Among the Trees, Hayward Gallery, 4th March to 17th May
As the destruction of the world’s forests accelerates, our bond with trees grows stronger. This timely exhibition brings together works from the last 50 years that explore our relationship with trees and forests. Robert Longo’s charcoal drawing of a massive tree dramatises the interconnectivity of arboreal life, while a 16-metre-long video portrait of a Finnish spruce by Eija-Liisa Ahtila evokes their potential scale. Resilient trees are shown entwined with human culture, thriving in cities and silently witnessing our ghastliest deeds.
Aubrey Beardsley, Tate Britain, 4th March to 25th May
Tate Britain stages the largest display of the English illustrator’s original drawings in Europe since 1966. Aubrey Beardsley contracted tuberculosis at the age of seven, dying in 1898 aged 25. Death hung over his life and his art. Feverishly prolific, his exuberantly decorative, erotically charged drawings delighted and shocked Victorian society. His advertisements and illustrations epitomised the Decadent movement and, according to Dada painter George Grosz, influenced “practically every modern designer after 1900.”

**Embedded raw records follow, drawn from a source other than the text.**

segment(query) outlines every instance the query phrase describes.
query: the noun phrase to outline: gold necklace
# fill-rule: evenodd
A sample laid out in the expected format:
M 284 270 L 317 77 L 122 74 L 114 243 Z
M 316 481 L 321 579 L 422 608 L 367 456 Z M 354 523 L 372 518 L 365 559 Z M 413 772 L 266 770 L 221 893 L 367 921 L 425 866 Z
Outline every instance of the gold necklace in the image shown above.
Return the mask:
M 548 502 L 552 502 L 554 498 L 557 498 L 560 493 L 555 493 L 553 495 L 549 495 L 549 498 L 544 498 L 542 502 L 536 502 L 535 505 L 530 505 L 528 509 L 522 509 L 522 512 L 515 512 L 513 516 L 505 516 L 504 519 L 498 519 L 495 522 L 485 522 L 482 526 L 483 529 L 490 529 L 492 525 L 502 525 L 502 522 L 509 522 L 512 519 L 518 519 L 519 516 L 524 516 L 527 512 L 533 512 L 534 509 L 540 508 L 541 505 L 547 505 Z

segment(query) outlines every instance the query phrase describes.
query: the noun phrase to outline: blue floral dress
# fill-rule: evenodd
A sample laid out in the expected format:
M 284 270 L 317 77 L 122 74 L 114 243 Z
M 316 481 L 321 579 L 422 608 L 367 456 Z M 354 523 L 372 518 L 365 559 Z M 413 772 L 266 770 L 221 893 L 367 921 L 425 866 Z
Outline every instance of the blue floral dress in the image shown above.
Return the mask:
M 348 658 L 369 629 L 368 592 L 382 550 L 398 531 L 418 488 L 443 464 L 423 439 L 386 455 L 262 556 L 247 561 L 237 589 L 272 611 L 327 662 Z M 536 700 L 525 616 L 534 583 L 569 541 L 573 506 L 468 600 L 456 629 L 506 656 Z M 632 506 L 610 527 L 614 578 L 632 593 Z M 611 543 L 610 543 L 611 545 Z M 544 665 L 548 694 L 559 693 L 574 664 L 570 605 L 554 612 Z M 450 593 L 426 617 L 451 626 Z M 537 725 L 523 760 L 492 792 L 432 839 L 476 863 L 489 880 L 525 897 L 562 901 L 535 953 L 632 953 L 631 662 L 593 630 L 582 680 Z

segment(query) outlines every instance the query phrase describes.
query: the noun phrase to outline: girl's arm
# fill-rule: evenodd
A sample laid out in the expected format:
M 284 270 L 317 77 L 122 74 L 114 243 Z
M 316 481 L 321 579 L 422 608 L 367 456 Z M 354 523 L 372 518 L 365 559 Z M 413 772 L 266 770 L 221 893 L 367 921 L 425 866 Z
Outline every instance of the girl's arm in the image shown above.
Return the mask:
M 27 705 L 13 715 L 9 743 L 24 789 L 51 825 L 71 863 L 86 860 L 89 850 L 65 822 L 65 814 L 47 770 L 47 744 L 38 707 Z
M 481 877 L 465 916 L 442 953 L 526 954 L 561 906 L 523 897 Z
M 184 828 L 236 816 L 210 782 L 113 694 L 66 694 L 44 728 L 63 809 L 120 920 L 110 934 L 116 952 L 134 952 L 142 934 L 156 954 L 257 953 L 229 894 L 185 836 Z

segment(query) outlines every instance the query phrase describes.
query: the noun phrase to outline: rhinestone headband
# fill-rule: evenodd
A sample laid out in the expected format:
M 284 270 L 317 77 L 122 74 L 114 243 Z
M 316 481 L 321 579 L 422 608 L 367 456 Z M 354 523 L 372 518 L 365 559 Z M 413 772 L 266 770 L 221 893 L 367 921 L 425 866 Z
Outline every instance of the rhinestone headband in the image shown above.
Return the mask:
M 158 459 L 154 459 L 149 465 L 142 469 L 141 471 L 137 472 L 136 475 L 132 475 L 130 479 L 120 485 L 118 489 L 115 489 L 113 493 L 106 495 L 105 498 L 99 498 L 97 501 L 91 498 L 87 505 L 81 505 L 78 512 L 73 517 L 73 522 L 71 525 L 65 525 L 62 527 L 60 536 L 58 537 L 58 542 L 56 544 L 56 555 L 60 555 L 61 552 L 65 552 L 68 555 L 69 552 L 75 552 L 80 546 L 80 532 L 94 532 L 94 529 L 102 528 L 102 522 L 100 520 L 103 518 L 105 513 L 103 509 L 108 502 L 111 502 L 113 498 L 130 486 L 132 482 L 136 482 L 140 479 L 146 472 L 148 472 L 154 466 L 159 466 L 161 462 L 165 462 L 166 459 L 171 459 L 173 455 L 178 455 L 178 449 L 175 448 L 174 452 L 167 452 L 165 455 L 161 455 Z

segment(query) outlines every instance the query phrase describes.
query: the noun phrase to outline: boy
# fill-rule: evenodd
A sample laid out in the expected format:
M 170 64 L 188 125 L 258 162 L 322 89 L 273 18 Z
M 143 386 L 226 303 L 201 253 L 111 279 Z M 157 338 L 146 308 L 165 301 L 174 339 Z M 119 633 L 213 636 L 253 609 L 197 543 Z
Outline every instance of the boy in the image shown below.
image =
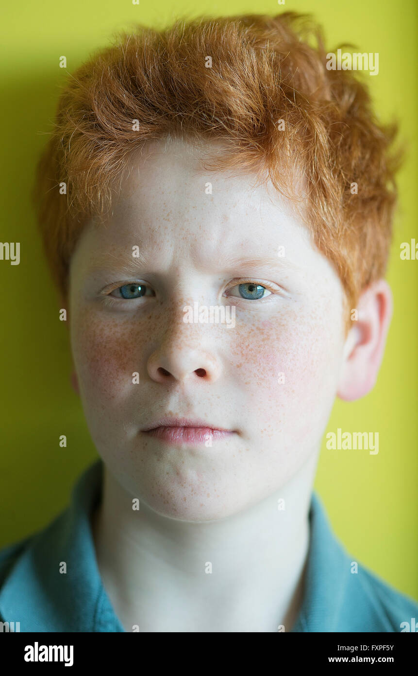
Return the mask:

Cranach: Artist and Innovator, Compton Verney, 14th March to 14th June
His seductive nudes and bold portraits won Lucas Cranach the Elder (1472–1553) admiration all over Europe. Compton Verney is examining his achievement, borrowing masterpieces from the National Gallery, Waddesdon Manor and the Royal Collection to set besides its own vibrant panel, Lot and His Daughters. The exhibition also includes works by artists influenced by Cranach’s distinctive style, including Pablo Picasso, Raqib Shaw, Claire Partington and Michael Landy.